Re: Object Caching

From: Hans Pikkemaat (h.pikkemaa..si-solutions.nl)
Date: Fri Nov 13 2009 - 07:09:41 EST

  • Next message: Michael Gentry: "Re: Object Caching"

    Hi,

    No not completely. Because of the problems I was having with paging in
    combination with SQLTemplate and prefetching
    I was doing a simple test to see how much memory would actually be
    required to run a big query.
    This in an attempt to calculate the total memory I would need for my 2.5
    mil query.

    This test does not use paging (because of the earlier problems) but did
    use prefetching (because I don't
    want to run 2.5 million queries for the detail table).

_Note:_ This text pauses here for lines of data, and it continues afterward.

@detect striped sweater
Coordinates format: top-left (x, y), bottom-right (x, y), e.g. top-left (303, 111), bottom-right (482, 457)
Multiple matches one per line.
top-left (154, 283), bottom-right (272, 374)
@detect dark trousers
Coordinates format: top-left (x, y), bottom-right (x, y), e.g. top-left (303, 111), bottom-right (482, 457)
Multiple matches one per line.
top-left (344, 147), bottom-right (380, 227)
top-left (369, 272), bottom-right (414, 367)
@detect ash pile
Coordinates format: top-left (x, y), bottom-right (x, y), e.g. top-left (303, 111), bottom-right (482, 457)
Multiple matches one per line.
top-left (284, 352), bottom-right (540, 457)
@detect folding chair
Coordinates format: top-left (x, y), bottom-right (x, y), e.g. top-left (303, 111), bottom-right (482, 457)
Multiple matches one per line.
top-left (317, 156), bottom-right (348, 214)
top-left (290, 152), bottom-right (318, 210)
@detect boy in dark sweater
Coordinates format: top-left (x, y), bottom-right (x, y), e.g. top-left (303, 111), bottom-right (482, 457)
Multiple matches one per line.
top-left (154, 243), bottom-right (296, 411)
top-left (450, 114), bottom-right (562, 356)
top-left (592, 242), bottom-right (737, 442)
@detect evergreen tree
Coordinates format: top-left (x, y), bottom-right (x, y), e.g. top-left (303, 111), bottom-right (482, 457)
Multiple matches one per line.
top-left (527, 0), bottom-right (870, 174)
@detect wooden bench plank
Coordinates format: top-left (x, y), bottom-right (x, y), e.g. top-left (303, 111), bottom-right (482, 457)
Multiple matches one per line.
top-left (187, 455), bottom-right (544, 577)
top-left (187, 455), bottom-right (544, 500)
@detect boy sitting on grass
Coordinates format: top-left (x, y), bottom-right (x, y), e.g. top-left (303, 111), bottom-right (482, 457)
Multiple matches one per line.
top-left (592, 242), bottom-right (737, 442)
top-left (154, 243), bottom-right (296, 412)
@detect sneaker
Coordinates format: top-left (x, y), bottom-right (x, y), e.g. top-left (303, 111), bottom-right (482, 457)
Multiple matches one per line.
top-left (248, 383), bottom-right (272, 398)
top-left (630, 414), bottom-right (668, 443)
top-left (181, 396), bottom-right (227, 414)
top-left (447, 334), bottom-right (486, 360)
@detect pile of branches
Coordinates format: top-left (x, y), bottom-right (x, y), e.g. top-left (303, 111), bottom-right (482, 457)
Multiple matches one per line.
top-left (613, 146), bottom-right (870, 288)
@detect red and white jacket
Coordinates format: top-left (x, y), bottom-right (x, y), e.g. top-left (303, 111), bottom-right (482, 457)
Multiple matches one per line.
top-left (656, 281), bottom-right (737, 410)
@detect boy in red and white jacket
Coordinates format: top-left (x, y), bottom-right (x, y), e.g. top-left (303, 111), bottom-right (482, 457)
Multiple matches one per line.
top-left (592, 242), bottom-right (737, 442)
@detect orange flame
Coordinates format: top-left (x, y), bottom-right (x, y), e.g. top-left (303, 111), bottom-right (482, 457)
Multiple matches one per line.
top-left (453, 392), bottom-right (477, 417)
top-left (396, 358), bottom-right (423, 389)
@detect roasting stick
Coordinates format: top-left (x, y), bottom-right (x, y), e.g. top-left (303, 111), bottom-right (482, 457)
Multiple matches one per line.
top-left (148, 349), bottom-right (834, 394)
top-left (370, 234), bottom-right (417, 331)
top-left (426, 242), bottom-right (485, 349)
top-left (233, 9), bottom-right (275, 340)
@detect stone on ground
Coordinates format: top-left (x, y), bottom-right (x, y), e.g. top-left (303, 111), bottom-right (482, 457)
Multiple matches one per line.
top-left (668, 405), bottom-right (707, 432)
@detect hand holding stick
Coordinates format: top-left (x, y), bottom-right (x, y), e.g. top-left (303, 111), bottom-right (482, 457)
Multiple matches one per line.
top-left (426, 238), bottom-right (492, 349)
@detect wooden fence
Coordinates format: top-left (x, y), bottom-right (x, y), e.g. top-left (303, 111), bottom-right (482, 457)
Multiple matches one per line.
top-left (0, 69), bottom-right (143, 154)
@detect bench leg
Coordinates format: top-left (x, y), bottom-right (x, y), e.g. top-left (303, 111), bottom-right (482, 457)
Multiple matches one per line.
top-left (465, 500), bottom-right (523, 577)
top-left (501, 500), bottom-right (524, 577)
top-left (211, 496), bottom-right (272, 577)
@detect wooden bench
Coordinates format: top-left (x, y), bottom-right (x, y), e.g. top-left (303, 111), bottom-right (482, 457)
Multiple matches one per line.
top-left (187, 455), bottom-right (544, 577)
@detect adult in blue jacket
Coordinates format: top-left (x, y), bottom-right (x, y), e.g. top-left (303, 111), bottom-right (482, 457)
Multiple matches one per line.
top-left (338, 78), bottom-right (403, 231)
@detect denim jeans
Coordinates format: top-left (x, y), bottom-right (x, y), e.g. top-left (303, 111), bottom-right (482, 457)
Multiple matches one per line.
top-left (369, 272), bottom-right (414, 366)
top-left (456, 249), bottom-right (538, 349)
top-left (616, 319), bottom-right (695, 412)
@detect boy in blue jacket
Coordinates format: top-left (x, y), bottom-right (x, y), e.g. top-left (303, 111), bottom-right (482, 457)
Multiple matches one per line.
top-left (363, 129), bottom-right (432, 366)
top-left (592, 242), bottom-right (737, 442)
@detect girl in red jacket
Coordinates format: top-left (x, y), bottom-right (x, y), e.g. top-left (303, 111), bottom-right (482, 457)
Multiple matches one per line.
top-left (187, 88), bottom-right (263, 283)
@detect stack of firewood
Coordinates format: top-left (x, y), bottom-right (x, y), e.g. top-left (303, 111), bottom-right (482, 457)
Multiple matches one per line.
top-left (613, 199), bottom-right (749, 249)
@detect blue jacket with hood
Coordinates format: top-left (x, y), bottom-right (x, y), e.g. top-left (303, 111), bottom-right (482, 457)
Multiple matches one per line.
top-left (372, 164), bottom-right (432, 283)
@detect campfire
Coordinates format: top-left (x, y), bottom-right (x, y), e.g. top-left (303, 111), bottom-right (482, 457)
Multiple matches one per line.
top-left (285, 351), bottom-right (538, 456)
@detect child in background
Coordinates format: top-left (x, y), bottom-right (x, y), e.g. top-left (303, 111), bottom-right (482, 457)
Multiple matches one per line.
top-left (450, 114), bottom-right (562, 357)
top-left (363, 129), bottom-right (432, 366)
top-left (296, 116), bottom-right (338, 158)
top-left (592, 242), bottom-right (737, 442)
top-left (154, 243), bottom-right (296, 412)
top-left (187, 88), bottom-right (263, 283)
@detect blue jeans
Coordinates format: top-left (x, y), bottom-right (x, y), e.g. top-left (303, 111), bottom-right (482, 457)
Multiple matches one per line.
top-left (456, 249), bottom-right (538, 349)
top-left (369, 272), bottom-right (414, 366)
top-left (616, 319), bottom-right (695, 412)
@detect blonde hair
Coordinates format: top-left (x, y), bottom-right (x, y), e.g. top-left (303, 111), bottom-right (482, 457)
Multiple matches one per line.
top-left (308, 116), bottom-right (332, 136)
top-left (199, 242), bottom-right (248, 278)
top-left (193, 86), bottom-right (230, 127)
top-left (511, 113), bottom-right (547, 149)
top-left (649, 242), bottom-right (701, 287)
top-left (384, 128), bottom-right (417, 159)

    The problem I saw is the following. The initial query which accesses the
    main table and does a left join
    to the detail table took about 1 minute. Then it took cayenne 2 minutes
    to construct the objects and
    related objects from the datarows produced from this query. This
    construction does the job
    correctly but in my opinion it is taking too long. If the main query can
    run in 1 minute and get all
    the data from the database (which is IO and normally would be seen as
    the bottleneck) why
    does it take 2 minutes to convert this into objects and relations.

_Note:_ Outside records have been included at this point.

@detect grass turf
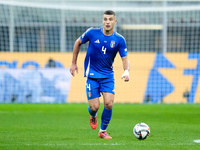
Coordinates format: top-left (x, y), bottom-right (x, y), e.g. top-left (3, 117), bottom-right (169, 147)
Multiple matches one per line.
top-left (0, 104), bottom-right (200, 150)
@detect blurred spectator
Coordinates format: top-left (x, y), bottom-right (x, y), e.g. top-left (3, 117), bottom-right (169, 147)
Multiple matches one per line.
top-left (46, 58), bottom-right (56, 68)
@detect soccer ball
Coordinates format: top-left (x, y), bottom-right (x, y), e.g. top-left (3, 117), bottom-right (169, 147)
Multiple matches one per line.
top-left (133, 122), bottom-right (150, 140)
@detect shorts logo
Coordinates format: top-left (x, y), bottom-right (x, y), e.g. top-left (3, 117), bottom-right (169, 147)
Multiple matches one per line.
top-left (110, 41), bottom-right (115, 48)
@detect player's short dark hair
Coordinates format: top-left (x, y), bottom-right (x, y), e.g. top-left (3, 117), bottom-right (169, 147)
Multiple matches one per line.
top-left (103, 10), bottom-right (115, 16)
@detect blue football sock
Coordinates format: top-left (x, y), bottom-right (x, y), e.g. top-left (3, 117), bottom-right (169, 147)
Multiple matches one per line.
top-left (88, 106), bottom-right (97, 118)
top-left (101, 107), bottom-right (112, 130)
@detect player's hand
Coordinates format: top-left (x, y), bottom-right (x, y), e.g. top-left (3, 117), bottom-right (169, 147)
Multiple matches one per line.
top-left (70, 64), bottom-right (78, 76)
top-left (121, 70), bottom-right (129, 82)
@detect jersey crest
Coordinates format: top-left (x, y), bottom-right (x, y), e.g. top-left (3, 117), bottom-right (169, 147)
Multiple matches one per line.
top-left (110, 41), bottom-right (115, 48)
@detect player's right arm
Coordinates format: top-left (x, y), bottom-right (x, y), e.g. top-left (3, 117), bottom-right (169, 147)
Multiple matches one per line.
top-left (70, 37), bottom-right (82, 76)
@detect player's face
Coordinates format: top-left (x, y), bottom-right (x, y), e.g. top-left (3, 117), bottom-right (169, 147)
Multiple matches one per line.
top-left (103, 14), bottom-right (117, 32)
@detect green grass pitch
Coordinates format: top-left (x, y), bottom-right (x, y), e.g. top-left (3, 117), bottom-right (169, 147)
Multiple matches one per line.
top-left (0, 104), bottom-right (200, 150)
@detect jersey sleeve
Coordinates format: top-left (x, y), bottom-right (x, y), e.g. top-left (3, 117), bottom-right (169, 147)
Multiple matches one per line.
top-left (80, 28), bottom-right (91, 44)
top-left (119, 38), bottom-right (128, 57)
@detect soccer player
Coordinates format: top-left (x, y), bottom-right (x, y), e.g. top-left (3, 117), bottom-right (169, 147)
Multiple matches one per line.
top-left (70, 10), bottom-right (129, 139)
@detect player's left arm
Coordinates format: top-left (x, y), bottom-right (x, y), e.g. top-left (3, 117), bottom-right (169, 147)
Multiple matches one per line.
top-left (121, 56), bottom-right (129, 82)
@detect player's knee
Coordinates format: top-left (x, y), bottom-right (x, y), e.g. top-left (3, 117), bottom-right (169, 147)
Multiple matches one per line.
top-left (90, 105), bottom-right (99, 111)
top-left (104, 102), bottom-right (113, 109)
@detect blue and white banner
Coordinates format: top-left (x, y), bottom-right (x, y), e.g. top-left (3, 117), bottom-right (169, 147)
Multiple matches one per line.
top-left (0, 68), bottom-right (71, 103)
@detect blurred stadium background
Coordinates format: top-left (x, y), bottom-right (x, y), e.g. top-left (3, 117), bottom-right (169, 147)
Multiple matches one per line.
top-left (0, 0), bottom-right (200, 103)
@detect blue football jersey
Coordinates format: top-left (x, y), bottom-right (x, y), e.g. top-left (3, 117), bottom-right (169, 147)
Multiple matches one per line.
top-left (80, 27), bottom-right (127, 78)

    The conversion into memory goes fairly quickly. After that I only see
    100% cpu and no changes
    in memory occupation (used profiler). From stack traces I can see that
    all the time spent is in

        org.apache.cayenne.access.DataDomainQueryAction.runQueryInTransaction()

    and

        
    org.apache.cayenne.access.DataDomainQueryAction.interceptObjectConversion()

    which finally calls

        org.apache.cayenne.query.PrefetchTreeNode.traverse(PrefetchProcessor)

    which does all the time consuming work.

    I think there is a piece of code somewhere which traverses a list of
    some kind
    which is inefficient. Maybe a HashMap is used with a key object without
    hashCode/equals methods?

    Answering your points:

    1) As I'm not using paging here prefetching does help because I don't
    have to query the detail table separately.
    2) Yes I do need these 2.5 million records because after some
    investigation I will forward records I need.
        No its clearly not a user interface. I totally agree that Cayenne at
    least is not the best way to use.

    What I initially started to use is the iterated query such I could
    iterate over the data rows and construct the
    objects on the fly which would then be forwarded.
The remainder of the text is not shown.